# had a nice conversation on airplane



## homer (Nov 23, 2008)

Normally when I fly I don't talk to anyone, just do some reading to help the time go by. This time I actually had a nice conversation. We talked about work and where we were from and the stupid airline fees. We shared some snack food we brought along. Best flight I've had in a long time.


----------



## millenniumman75 (Feb 4, 2005)

That's neat, Homer :boogie :boogie :boogie
I got to do that when I was on an airplane (only took one trip - to Florida the weekend of the Columbia tragedy). I even talked to the flight attendant . It's just weird when you ask them where they live. We were in Florida, but she said she lived in New York and had a flight after ours.

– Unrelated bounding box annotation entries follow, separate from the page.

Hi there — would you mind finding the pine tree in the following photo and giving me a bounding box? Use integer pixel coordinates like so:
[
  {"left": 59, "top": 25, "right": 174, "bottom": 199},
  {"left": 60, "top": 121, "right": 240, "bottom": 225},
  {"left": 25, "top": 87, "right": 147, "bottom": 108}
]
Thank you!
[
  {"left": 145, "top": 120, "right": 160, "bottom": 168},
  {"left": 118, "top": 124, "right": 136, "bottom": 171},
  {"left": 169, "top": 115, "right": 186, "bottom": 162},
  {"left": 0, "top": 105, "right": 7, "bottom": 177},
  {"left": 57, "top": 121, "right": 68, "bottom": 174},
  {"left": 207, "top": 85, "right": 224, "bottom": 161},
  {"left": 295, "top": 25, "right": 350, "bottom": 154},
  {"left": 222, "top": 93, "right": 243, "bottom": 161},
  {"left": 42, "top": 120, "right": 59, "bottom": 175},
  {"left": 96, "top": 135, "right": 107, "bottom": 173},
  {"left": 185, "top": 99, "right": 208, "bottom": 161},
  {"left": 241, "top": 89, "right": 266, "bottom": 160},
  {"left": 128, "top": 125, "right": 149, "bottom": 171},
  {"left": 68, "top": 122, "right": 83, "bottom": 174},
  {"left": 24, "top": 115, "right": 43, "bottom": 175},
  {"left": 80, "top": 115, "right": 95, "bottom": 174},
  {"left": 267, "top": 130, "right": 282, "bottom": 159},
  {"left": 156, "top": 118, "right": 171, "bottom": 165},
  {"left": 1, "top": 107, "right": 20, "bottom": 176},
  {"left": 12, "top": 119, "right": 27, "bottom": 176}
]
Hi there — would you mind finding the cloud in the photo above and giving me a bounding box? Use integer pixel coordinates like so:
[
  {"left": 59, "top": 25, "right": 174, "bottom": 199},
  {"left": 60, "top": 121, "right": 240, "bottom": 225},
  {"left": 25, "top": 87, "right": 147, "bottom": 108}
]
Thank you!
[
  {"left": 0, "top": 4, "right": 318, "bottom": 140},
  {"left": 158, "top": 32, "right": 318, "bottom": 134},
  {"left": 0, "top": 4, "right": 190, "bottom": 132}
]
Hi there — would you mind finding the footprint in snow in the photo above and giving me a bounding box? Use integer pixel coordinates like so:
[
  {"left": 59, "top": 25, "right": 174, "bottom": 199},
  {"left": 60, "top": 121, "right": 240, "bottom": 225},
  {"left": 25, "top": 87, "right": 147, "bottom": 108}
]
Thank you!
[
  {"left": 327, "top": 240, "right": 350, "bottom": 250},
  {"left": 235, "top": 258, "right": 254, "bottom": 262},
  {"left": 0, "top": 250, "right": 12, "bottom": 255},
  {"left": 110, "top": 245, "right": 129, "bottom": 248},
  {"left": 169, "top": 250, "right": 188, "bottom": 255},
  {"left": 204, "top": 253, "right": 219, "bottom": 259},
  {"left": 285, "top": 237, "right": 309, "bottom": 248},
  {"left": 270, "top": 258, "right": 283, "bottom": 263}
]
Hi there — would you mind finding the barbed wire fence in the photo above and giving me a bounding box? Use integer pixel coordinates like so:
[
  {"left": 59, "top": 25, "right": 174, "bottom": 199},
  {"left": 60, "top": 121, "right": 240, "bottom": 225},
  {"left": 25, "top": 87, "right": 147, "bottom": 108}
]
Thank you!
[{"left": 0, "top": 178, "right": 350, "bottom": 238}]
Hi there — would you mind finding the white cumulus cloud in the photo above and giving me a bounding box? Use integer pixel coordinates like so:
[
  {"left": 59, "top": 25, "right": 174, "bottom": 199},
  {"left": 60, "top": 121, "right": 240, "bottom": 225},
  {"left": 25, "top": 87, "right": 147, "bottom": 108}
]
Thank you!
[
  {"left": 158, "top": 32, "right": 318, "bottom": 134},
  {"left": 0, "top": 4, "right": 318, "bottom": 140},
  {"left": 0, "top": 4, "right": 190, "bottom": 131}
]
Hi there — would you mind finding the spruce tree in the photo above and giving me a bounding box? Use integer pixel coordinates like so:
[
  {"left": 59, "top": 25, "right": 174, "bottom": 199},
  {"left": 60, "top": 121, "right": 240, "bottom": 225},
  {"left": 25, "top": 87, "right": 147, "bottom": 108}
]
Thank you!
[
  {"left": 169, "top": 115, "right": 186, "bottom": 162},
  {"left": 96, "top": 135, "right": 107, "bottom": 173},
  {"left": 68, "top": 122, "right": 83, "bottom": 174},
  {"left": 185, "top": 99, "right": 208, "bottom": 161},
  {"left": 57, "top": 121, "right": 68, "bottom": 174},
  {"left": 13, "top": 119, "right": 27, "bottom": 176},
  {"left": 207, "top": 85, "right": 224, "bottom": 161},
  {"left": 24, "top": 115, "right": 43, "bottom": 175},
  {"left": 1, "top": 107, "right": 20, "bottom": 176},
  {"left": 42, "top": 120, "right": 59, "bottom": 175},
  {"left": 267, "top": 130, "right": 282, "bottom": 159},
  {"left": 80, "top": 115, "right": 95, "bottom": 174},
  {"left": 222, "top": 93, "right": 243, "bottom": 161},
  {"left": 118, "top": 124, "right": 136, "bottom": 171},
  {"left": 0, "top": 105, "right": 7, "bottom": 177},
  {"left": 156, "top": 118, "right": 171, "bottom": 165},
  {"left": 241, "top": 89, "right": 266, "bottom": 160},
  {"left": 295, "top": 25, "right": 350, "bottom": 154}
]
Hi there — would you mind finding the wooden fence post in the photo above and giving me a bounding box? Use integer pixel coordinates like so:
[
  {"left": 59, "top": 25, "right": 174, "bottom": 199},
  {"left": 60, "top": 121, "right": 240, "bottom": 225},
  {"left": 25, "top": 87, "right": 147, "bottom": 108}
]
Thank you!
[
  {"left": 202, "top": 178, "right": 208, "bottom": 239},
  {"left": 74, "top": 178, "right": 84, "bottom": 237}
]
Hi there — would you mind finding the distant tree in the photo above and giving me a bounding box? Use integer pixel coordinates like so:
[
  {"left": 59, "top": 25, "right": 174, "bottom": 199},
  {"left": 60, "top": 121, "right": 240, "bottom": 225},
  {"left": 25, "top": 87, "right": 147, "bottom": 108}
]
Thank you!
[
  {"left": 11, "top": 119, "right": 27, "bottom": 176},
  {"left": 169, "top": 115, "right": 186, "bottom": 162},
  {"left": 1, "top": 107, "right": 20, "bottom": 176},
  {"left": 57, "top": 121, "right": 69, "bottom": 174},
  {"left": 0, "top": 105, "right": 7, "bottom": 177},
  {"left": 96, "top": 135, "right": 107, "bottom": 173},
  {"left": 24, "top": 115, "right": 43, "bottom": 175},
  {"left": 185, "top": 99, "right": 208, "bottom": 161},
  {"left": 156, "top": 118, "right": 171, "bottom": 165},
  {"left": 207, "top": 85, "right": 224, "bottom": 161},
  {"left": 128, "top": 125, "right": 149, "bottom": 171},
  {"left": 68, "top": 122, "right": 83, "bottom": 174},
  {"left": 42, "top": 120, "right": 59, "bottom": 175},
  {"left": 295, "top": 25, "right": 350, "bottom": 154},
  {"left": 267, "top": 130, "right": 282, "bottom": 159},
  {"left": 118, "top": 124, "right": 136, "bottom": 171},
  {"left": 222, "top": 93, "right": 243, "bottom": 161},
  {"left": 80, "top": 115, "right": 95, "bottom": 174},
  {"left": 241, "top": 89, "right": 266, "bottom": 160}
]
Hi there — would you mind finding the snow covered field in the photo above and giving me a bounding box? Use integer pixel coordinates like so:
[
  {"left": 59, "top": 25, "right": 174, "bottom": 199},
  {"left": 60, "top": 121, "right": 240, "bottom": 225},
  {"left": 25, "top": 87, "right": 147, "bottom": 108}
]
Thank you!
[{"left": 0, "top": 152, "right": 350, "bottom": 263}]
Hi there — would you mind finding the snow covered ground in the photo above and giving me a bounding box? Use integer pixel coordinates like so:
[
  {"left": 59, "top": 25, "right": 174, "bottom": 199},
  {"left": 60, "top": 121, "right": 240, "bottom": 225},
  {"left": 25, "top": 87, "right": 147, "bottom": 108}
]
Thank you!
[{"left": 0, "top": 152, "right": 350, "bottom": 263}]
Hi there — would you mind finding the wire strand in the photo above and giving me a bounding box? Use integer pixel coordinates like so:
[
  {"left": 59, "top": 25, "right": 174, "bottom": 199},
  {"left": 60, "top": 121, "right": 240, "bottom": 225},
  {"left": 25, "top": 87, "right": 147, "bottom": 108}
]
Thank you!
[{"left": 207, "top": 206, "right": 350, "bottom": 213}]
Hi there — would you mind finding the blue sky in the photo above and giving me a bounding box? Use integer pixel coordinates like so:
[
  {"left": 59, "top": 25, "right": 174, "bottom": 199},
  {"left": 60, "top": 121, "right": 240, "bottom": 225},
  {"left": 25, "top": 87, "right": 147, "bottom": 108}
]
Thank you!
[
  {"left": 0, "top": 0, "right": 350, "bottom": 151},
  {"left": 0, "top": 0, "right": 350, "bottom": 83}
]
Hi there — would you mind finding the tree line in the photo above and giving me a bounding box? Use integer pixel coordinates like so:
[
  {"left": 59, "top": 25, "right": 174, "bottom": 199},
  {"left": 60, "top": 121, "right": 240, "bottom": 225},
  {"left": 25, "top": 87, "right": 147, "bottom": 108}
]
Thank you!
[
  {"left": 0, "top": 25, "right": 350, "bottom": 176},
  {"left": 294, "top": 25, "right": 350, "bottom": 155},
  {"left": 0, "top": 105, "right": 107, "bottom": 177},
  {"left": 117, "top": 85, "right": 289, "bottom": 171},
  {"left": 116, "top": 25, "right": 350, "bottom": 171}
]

It sounded hard to keep up with :stu


----------



## GaSS PaNiCC (Mar 27, 2007)

little steps, little steps. Great Job!


----------



## coldmorning (Jul 4, 2007)

I've met some of the most interesting and friendly people on airplanes. I never initiate conversations on them, but maybe 4 out of 5 times the person next to me will start talking to me. It depends on the city too... people don't usually talk to me on flights to LA or NYC. But I've never been on a plane to or from Hawaii where the person next to me did not start a conversation.


----------



## homer (Nov 23, 2008)

Thanks.

Coldmorning, it is interesting you see differences based on destination, but I guess that makes sense.


----------